The Federal Bureau of Investigation recently issued a warning to American residents advising them to use additional caution when downloading investing and cryptocurrency-related mobile apps since some of them are harmful and created just to steal money from their victims.
“The FBI has observed cybercriminals contacting US investors, falsely representing themselves as offering legitimate cryptocurrency investment services, and persuading investors to download false mobile apps,” the Bureau said. “The cybercriminals have used these tactics with increasing success over time to defraud the investors of their cryptocurrency.” According to the organization, thieves have stolen $42.7 million from 244 victims.

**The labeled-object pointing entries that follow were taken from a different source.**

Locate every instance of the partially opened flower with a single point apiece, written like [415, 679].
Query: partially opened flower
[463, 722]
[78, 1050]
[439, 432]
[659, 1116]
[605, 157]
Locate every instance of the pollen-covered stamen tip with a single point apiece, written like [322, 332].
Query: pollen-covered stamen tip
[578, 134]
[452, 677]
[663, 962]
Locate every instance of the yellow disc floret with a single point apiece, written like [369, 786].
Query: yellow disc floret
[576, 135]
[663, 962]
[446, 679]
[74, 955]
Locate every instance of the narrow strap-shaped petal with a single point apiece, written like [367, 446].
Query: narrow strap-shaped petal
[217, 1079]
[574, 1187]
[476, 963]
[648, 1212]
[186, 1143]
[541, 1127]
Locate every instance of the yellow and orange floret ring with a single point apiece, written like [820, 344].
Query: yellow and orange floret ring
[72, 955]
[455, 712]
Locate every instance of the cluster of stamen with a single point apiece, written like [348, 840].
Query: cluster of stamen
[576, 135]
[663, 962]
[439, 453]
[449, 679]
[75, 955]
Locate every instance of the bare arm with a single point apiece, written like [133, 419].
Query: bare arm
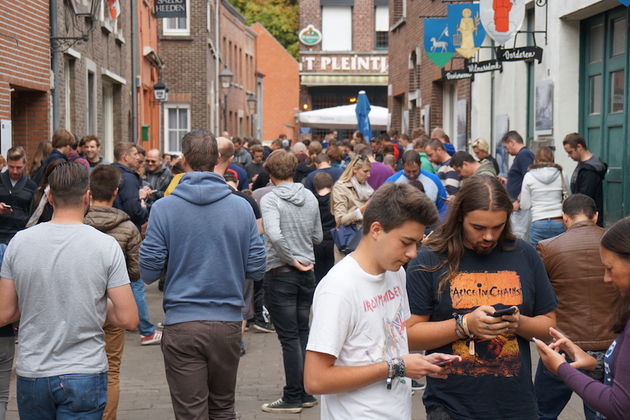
[9, 310]
[122, 310]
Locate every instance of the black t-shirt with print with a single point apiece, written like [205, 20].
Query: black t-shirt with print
[495, 383]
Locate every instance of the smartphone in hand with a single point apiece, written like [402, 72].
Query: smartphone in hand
[506, 311]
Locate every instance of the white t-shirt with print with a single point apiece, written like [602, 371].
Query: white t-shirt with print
[360, 319]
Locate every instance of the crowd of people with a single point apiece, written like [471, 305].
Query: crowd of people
[375, 263]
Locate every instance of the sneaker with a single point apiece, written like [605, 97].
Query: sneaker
[279, 406]
[155, 338]
[308, 402]
[263, 327]
[417, 386]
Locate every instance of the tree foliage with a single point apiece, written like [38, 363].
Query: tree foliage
[280, 17]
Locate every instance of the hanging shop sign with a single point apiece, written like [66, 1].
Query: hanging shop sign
[519, 54]
[170, 8]
[502, 18]
[454, 75]
[310, 36]
[437, 43]
[483, 66]
[464, 26]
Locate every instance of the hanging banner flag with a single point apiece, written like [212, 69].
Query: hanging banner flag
[502, 18]
[483, 66]
[449, 75]
[519, 54]
[437, 42]
[464, 25]
[113, 6]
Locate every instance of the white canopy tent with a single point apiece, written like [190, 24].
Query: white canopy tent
[342, 117]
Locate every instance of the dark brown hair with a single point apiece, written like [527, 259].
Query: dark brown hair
[617, 240]
[200, 150]
[61, 138]
[573, 140]
[481, 192]
[281, 164]
[394, 204]
[104, 179]
[68, 182]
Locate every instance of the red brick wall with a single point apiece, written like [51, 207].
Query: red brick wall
[25, 70]
[281, 85]
[239, 52]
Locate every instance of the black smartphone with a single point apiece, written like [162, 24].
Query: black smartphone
[506, 311]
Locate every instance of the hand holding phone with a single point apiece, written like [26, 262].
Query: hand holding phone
[506, 311]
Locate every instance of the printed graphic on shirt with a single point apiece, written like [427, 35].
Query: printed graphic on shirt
[497, 357]
[395, 334]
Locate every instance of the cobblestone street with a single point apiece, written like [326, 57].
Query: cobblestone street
[145, 396]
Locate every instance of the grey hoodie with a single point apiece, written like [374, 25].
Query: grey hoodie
[542, 192]
[292, 225]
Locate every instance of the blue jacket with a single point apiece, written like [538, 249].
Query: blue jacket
[127, 199]
[433, 188]
[208, 239]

Cybercriminals are still active despite the fact that the cryptocurrency market is in a severe bear market (Bitcoin has lost over two-thirds of its value since November 2021). Some of them employ cutting-edge strategies, such deepfake videos, to deceive people into thinking well-known people support their ideas.
Others are stealing identities, fabricating attractive women’s social media personas for their bogus profiles, pleading for “assistance,” or enticing individuals to co-invest in ventures that offer great returns on their money.
Cybercriminals continue to use cryptomining malware, or “cryptominers,” to mine cryptocurrency, while ransomware assaults still use tokens the most frequently. The FBI advises everyone to use extreme caution when installing apps, to only do so from reputable sources (such as the mobile app repositories of Google and Apple), and to set two-factor authentication on all accounts.